A jury to try the issues on the first count was waived and the matter was tried and determined by the court, resulting in a judgment in favor of plaintiff for $11,459.57 on the two counts. Defendant appeals.
After the trial of the case the court took the matter under advisement, made a general finding of the facts in favor of plaintiff on which the judgment was entered.
While the trial court had the case under advisement, and on August 5, 1930, defendant moved the court to make certain findings of fact and conclusions of law, which motion was denied and only general findings were made.
The errors as shown assigned in the record are fifteen in number. As appellant's brief fails to specify the assigned errors on which he relies, the errors assigned may be treated as a whole.

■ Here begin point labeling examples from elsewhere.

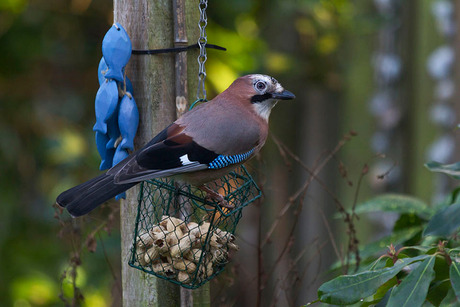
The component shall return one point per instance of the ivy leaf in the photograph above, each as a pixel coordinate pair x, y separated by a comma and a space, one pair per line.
414, 288
349, 289
395, 203
452, 170
454, 274
445, 222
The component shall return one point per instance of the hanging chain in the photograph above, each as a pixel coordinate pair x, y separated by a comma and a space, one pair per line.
201, 91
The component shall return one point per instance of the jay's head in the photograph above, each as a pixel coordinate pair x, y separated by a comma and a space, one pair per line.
260, 92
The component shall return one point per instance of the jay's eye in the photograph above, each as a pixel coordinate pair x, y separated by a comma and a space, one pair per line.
261, 86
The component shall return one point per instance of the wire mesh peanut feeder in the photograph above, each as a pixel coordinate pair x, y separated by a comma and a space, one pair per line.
181, 236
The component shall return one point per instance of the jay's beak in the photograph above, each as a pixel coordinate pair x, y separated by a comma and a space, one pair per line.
284, 95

When in an action at law in a national court a jury is waived and the case is tried to the court, while the court may from the evidence make special findings of fact it is not required to do so. Mercantile Ins. Co. v. Folsom, 18 Wall. 237, 21 L. Ed. 827; Ozark Pipe Line Corporation v. Decker (C. C. A.) 32 F.(2d) 66; Cross Company v. Texhoma O. & R. Co. (C. C. A.) 32 F.(2d) 442; Denver Live Stock Com. Co. v. Lee (C. C. A.) 18 F.(2d) 11, 16; Ewert v. Thompson (C. C. A.) 281 F. 449; American Surety Co. v. Savanah Creosoting Co. (C. C. A.) 35 F.(2d) 272; Bank of Waterproof v. Fidelity & Deposit Co. (C. C. A.) 299 F. 478.
In Denver Live Stock Com. Co. v. Lee, supra, Circuit Court of Appeals, Eighth Circuit, said:
In Ozark Pipe Line Corporation v. Decker, supra, it is said:
It therefore follows the assignments of error based upon the refusal of the court to make special findings, or in refusing to find, are not reviewable here, and may be denied.
When a case is tried by the court...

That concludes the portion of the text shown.